But in this day, and within this community, marriage necessarily takes on a different meaning. 'Until death do you part' is a different concept if you suspect that indefinite lifespan extension may be invented sometime in the next few decades. Once, getting married at age 20 meant you were probably a quarter of the way through your life. In this day, and in this community, you know that you might actually be getting married at zero point zero zero zero and some more zeroes one percent of the way through your life. Our community contains many people in long-term relationships who are not married and are not waiting around to get married.

Even among those who marry, not every marriage has the same meaning. Some may not be planning to stay together until the stars go out - just enjoy the marriage for however long it lasts. And though marriage is no longer mandatory, the government of this country, in its finite wisdom, has decreed legal benefits for marriage which some of us may not wish to deny ourselves, even if we haven't yet found a perfect romance out of storybooks, even if we might not want a perfect romance out of storybooks.

Marriage is no longer something that everyone has to do, and there isn’t just one kind of marriage, or one meaning of marriage. But at least so far as I can tell from the outside, Will and Divia seem to have a perfect romance, pretty much. And while romances like that exist, the ancient institution of marriage will continue into the future, I think.

There are stars in the sky above us, even now. Even on a cloudless day you can't see them with your naked eyes, but the right camera would capture them. There is light shining upon this ceremony which is far older than eight and a half minutes. Standing as we do in the light of eternity, it may seem impossible to swear any true promise upon the future, when there are no perfect blessings called down upon a marriage to ensure its success, but only the mortal wills of human beings to guard it.

And yet there are still some people who are just so adorable together that you look at them and say, "Yeah, they should go for it." I can think of at least three couples like that, though, aside from Will and Divia, I'm not going to name any names. Elizabeth Moon once wrote that courage is inherent in all living things; it is the quality that keeps them alive; it is courage that splits the acorn and sends the rootlet down into soil to search for sustenance. This is not literally true. Acorns don't have brains so they can't experience courage. But I would still praise the idea of courage as a quality that powers all of human life - the daring to do things that you don't know for certain will work, acting under conditions of uncertainty. Even in an unstable world, not knowing how society might change, how you yourself might change, whether life as we know it will still exist at all in 30 years - even though nobody can foresee a thousand years into the future, even if everything goes right - even so, two or more people can still have sufficient confidence, and hope and courage, to try and build something greater out of the union of their lives. Because why not? If someone is already fortunate enough to have a relationship that once would have been called a marriage blessed by Heaven, why should they receive any less joy, or receive it any later, than they would have had in bygone times? How sad would it be to delay a hundred years and then find out that it would have worked after all?

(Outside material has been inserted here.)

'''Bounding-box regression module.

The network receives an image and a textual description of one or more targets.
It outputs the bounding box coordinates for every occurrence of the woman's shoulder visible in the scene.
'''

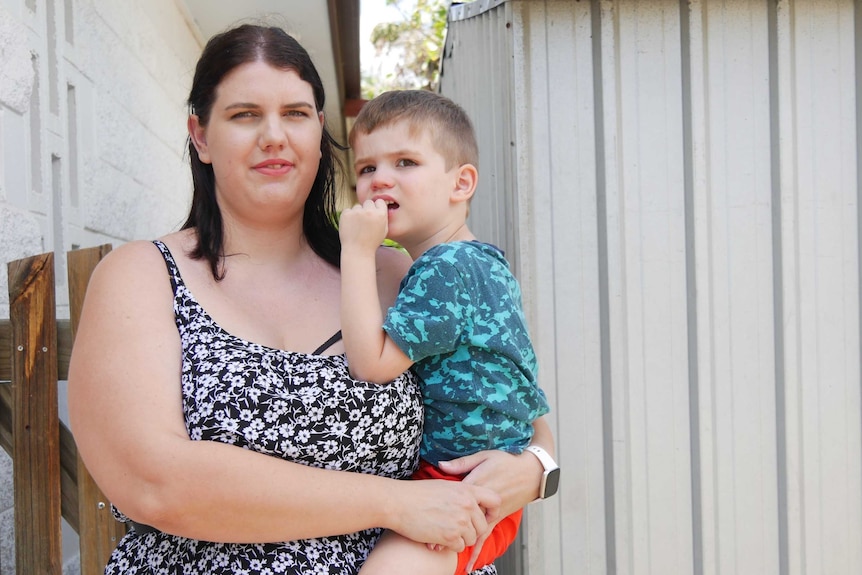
[87,232,194,295]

And one element of marriage which has not changed is the endeavor to raise children. Not every marriage may desire children, but among those who do desire children, a marriage promises those children a stable home, a lasting family, and at least two people who jointly accept full responsibility for every child. For myself - seeing the meaning of this wedding through my own eyes - I would affirm and support above all else the wholehearted decision of Will and Divia to forge a more lasting bond because they both wished to bring a new child into the world. That responsibility is owed to any endeavor of creating a new sentient life. That meaning of marriage has not changed.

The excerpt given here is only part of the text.